C'est Messaoud Bellemou qui le premier remplace la traditionnelle gasba (flûte en roseau) par la trompette, ouvrant la voie du "pop Raï". Cette évolution se poursuivra jusqu'à l'arrivée des Cheb (jeunes) qui vont donner une nouvelle dimension au Raï en utilisant les instruments électroniques et créer ce que l'on appelle le Raï moderne.

A la fin des années 70 et au début des années 80, une nouvelle génération débarque avec les instruments de leur époque (synthétiseurs, batterie, guitare électrique) et viennent révolutionner le Raï en s'imprégnant des styles rock, pop, funk, reggae et disco avec notamment Mohammed Maghni, mais aussi Rachid et Fethi Baba Ahmed qui développent la production Raï. Les producteurs de disques pour les différencier des cheikh et cheikha, leur accole le surnom de cheb ou cheba (jeune en arabe).

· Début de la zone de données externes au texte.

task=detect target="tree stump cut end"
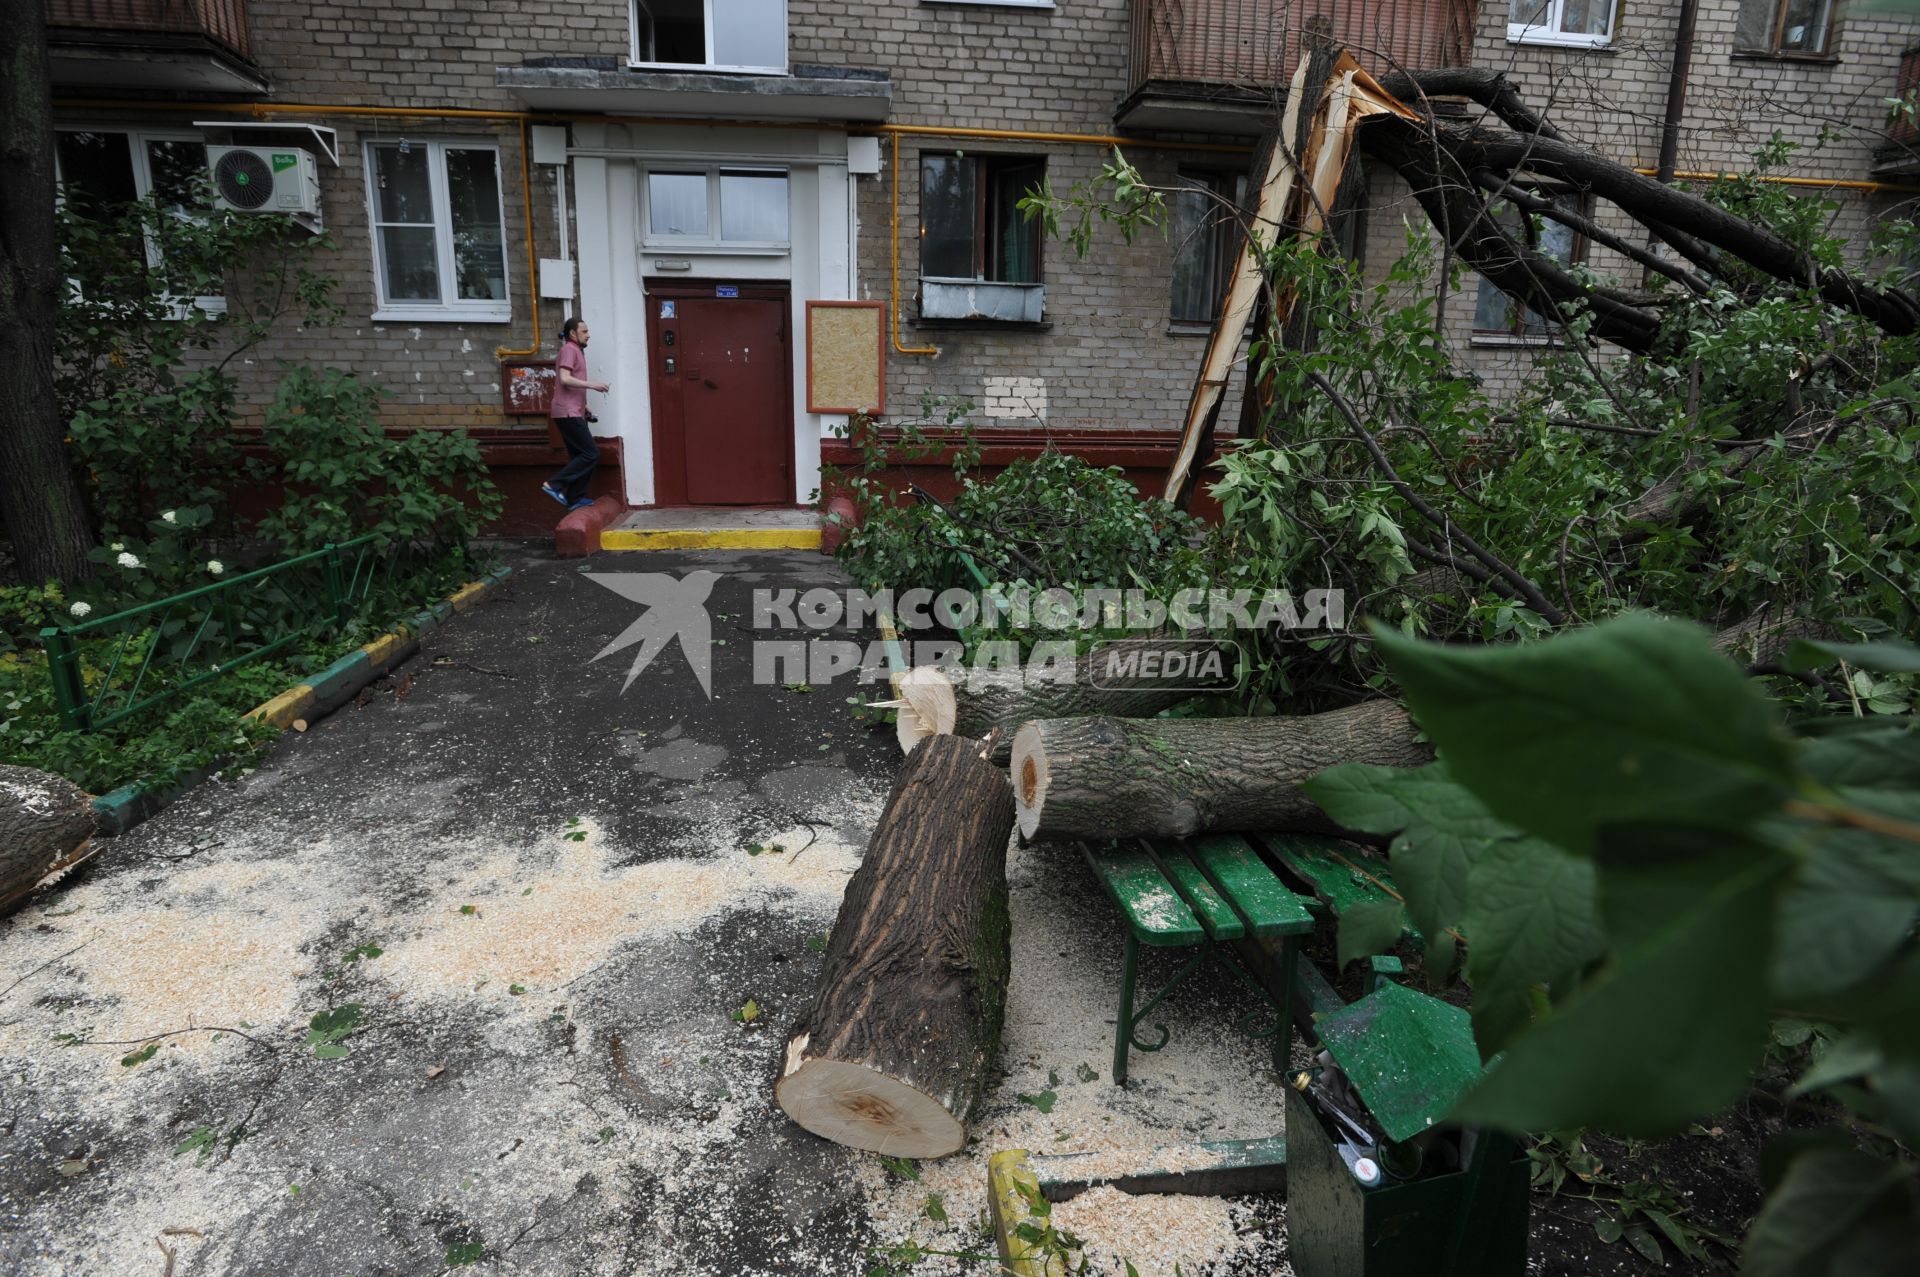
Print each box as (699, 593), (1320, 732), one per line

Cheb Khaled et Renaud La première vague voit défiler Cheb Khaled, Cheb Sahraoui et Cheba Fadéla, Cheb Hamid, puis un peu après leurs cadets Cheb Mami et Cheb Hasni.

Les conditions de production sont terribles, les moyens sont très limités et le rythme de production infernal, la plupart des cheb enregistrent à une cadence folle cassette sur cassette, qui assurent une diffusion large de ce nouveau Raï.

Il faut attendre 1985 pour que l'état Algérien reconnaisse officiellement le Raï à l'occasion du premier festival de Raï à Oran. Auparavant cette musique n'avait jamais eu droit de cité à la radio ou à la télévision d'état.

La fin des années 80 marquent le début de l'internationalisation du Raï, Cheb Mami le premier s'installe à Paris, puis enregistre son album "Let Me Raï" à Los Angeles en 1989. C'est Khaled avec "Didi" qui fait le premier "tube" Raï en France, c'est avec cette chanson que le public français découvre la Raï. Khaled récidivera quelques années plus tard avec "Aïcha" écrite par Jean-Jacques Goldman.

Le succès du Raï en France, ouvre la voie à une nouvelle génération d'artistes issus de l'immigration. Pour la première fois, le Raï est coupé de son espace originel (Oran et sa région), et on voit apparaître des chanteurs et des groupes qui n'hésitent pas à métisser le Raï avec d'autres influences (funk, reggae, ...).

Le Raï aujourd'hui continue à expérimenter des nouvelles associations avec d'autres styles, d'autres musiques, particulièrement en direction du Hip Hop et des mouvements Rap, retrouvant ainsi son esprit originel de contestation sociale.